Kit high-fived one of her ventral fins as it waved past him, but the gesture brought him around briefly to where he saw Nita's name, detached from the spell, still hanging there, waving like a weed in the water and glowing faintly. Kit sighed and grabbed the string of symbols, wound them a few times around one hand, and stuffed them into his "pocket," then grabbed hold of that ventral fin again and let S'reee tow him back to the surface.
They floated there for a few minutes in the twilight, getting their breath again as the reaction to the wizardry began to kick in. "How long was that?" Kit said, looking at the shore, where all the streetlights down the parkway had come on and the floodlights shone on the brick red of the Jones Beach water tower and picked out its bronze-green pyramidal top.
"Two hours, I'd guess," S'reee said. "As usual it seems like less when you're in the middle of it. Maybe you should get yourself back onto land, though, Kit. I'm starting to feel a little wobbly already."
Kit nodded. "I'll go in a few minutes," he said, and looked around them. They were about three miles off Jones Beach. He looked eastward, to where a practiced eye could just make out the takeoff lights of planes angling up and away from Kennedy Airport. "I wonder, how soon could we expand the range of this closer to the city? There's a whole lot of dirty water coming from up there. Even though they don't dump raw sewage in the water anymore, the treatment plants still don't do as good a job as they should."

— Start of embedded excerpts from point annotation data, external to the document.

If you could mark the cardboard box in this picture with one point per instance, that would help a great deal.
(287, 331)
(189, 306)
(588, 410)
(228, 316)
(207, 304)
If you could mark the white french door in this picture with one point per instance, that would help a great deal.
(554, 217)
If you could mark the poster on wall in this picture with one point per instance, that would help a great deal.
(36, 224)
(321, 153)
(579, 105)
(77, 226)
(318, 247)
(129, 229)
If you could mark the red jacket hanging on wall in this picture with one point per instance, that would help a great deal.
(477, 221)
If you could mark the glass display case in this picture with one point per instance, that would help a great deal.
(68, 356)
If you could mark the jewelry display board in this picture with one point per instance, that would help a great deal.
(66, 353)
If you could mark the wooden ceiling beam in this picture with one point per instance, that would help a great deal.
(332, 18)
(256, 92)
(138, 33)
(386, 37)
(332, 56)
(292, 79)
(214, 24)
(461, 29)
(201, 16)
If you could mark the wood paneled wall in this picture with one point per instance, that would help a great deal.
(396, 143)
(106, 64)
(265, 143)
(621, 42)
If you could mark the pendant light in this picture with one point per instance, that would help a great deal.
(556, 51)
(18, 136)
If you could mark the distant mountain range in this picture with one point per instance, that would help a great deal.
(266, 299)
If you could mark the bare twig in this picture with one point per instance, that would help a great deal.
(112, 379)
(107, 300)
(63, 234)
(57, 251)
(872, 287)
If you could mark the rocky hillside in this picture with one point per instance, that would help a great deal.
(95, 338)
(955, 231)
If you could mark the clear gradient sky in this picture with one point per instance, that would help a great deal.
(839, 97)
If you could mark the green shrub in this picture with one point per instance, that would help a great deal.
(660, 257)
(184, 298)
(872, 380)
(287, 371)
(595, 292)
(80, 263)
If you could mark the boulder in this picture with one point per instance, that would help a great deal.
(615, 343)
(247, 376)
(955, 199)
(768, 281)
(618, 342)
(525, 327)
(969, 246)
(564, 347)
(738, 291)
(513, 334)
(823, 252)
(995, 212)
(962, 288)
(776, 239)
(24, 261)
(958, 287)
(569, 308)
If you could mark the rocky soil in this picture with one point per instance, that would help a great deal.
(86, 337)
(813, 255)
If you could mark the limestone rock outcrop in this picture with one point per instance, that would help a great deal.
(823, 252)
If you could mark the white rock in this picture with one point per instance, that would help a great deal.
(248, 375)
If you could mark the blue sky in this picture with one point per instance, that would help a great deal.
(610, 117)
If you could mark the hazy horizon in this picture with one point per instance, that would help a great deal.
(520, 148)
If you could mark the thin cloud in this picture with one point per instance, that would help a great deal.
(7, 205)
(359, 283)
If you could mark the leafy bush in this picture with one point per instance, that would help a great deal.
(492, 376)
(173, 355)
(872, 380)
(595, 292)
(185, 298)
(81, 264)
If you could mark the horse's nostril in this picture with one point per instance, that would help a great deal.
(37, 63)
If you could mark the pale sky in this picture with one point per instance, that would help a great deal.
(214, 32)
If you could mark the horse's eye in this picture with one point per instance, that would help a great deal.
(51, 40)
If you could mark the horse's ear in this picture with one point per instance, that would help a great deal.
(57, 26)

"You're right, of course," S'reee said. "But maybe we should leave the wizardry as it is for a while, and see how it behaves. After that, well, there's no arguing that the water around here can still use a lot more work. But we've made a good start."
"Yeah, the oysters should be happy, that's for sure," Kit said. There hadn't been shellfish living off the south shore of Long Island for many years now. After this piece of work, that would have a chance to change. Certainly the oystermen would be happy in ten or twenty years, and the fish who ate oysters would be, too, a lot sooner.
"True. Well, I don't see that we can do much more with this at this point," S'reee said, "except to say, well done, cousin!"
"Couldn't have done it alone," Kit said. But something in the back of his mind said, But you did do it alone. Or not with the usual help...
"Come on," S'reee said, "you've got to be feeling the reaction. We're both going to need a rest after that. I'll swim you back."